Despite achieving the default resolution, however, the company’s creditworthiness still remains a risk. Due to underinvestment in its communities, net sales has fallen to its lowest level since fiscal 2014 on a trailing 12-month basis. According to disclosures, homebuilding revenue has declined significantly in every region except for the Midwest. The company has also stopped development on certain communities, recording impairment charges of $186.1 million in prior periods, with those communities now holding a net book value of just $24.5 million as of July 31, 2018. This is particularly worrisome, suggesting that poor investment decisions are starting to take a material toll on the business.
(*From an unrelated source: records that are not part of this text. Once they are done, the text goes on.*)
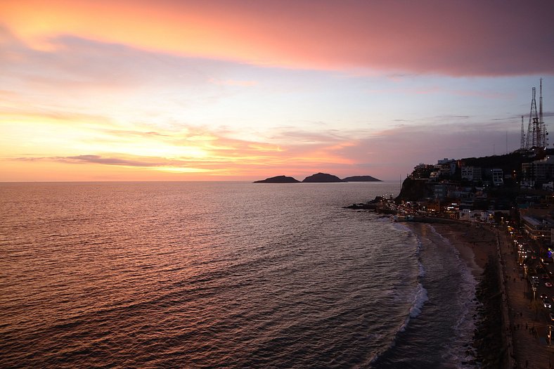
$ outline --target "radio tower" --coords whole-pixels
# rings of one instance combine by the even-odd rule
[[[544,124],[544,120],[543,120],[543,79],[541,79],[541,88],[540,88],[540,93],[539,93],[539,124],[541,127],[541,132],[542,133],[542,136],[541,136],[541,148],[546,148],[548,145],[548,132],[546,131],[546,124]]]
[[[529,124],[527,125],[527,141],[525,148],[543,147],[541,145],[542,136],[541,134],[541,123],[539,121],[539,114],[536,111],[536,89],[533,87],[532,97],[531,98],[531,111],[529,113]]]

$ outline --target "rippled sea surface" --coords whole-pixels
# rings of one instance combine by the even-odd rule
[[[0,367],[464,367],[452,247],[342,208],[399,190],[1,183]]]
Regarding financial position, debt-to-EBITDA stands at approximately 13 times. That ranks in the bottom quartile of housing industry peers and highlights Hovnanian's highly levered balance sheet. Given its weak performance – and limited cash flow – the company will likely be required to refinance its debt maturities since it won't be able to repay them. As such, the homebuilder is materially exposed to interest rate risk. And it already has a weighted average cost of debt close to 9%. With persistent underperformance, its constraining debt load appears likely to become an even more significant issue for the company.
Risk professionals should monitor all of their financial counterparties, including publicly traded companies. Residential housing has been in the midst of a decent business recovery so far, but higher interest rates may impact mortgage loan origination and certainly increase cost of capital for homebuilders. Rising competition is another factor to consider as well.
Currently, some operators have limited credit risk while others are severely exposed – Pulte and Hovnanian being prime examples of the two extremes. The key takeaway, however, is that even in strong and recovering industries, you need to carefully evaluate your exposures, a process that CreditRiskMonitor®'s proprietary FRISK® score and global coverage of 58,000 public companies makes as easy as counting from "1" to "10."
*FRISK® score accuracy of 96% is based on backtesting of U.S. public companies; results may vary by country.